The line actresses_modified.Name.value_counts()
by itself gives me the count of all actress names in the data frame. 行actresses_modified.Name.value_counts()
本身给了我数据框中所有女演员的人数。 What does [x.Name] mean in english, how does it manage to tally up all of the 1s next to each person's name in the data frame's Winner column, and return a correct tally of the total number of wins? [x.Name]在英语中是什么意思,它如何设法对数据框的“获胜者”列中每个人的名字旁边的所有1进行汇总,并返回正确的总获胜次数? Of equal importance, does this type of syntax have a name? 同样重要的是,这种语法是否有名称? My google searches turned up nada. 我的Google搜索结果显示为nada。
Any thoughts would be appreciated? 任何想法将不胜感激?

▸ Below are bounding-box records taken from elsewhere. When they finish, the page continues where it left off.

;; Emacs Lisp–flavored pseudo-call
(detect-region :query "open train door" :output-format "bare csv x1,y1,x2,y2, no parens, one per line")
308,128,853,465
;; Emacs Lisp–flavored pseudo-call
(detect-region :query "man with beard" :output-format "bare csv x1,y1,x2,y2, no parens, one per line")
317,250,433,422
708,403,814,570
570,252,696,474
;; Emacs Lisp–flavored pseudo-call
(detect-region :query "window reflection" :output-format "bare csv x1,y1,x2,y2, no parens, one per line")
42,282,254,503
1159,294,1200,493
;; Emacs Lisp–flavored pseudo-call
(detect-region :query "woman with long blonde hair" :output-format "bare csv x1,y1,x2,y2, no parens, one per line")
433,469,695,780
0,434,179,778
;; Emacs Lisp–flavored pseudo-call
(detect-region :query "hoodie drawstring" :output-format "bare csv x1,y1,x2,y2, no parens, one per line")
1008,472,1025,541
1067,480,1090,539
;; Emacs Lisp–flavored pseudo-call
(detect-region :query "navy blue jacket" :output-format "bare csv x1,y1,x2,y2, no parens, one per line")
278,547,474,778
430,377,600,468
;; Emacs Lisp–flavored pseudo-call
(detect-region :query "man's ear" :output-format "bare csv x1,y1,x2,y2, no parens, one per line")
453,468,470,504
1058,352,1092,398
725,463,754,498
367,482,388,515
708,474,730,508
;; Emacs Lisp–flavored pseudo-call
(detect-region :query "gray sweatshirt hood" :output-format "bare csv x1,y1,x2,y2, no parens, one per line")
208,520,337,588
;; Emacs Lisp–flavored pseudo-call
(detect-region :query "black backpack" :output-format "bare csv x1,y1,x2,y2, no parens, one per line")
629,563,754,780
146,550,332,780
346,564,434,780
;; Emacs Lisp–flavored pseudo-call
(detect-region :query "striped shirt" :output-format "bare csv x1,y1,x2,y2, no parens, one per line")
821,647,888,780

Here, I'm not sure I made myself clear in the comment. 在这里,我不确定我是否在评论中表达了自己的意思。 So the apply
method "Applies function along input axis of DataFrame." 因此, apply
方法“沿DataFrame的输入轴应用功能”。 So let's say, for simplicity's sake, that we have a collection of Actress objects called actresses_modified and it looks like this: 因此,为简单起见,我们假设有一个Actress对象集合,称为actresses_modified,它看起来像这样:
actresses_modified = [<Actress>, <Actress>, <Actress>, <Actress>]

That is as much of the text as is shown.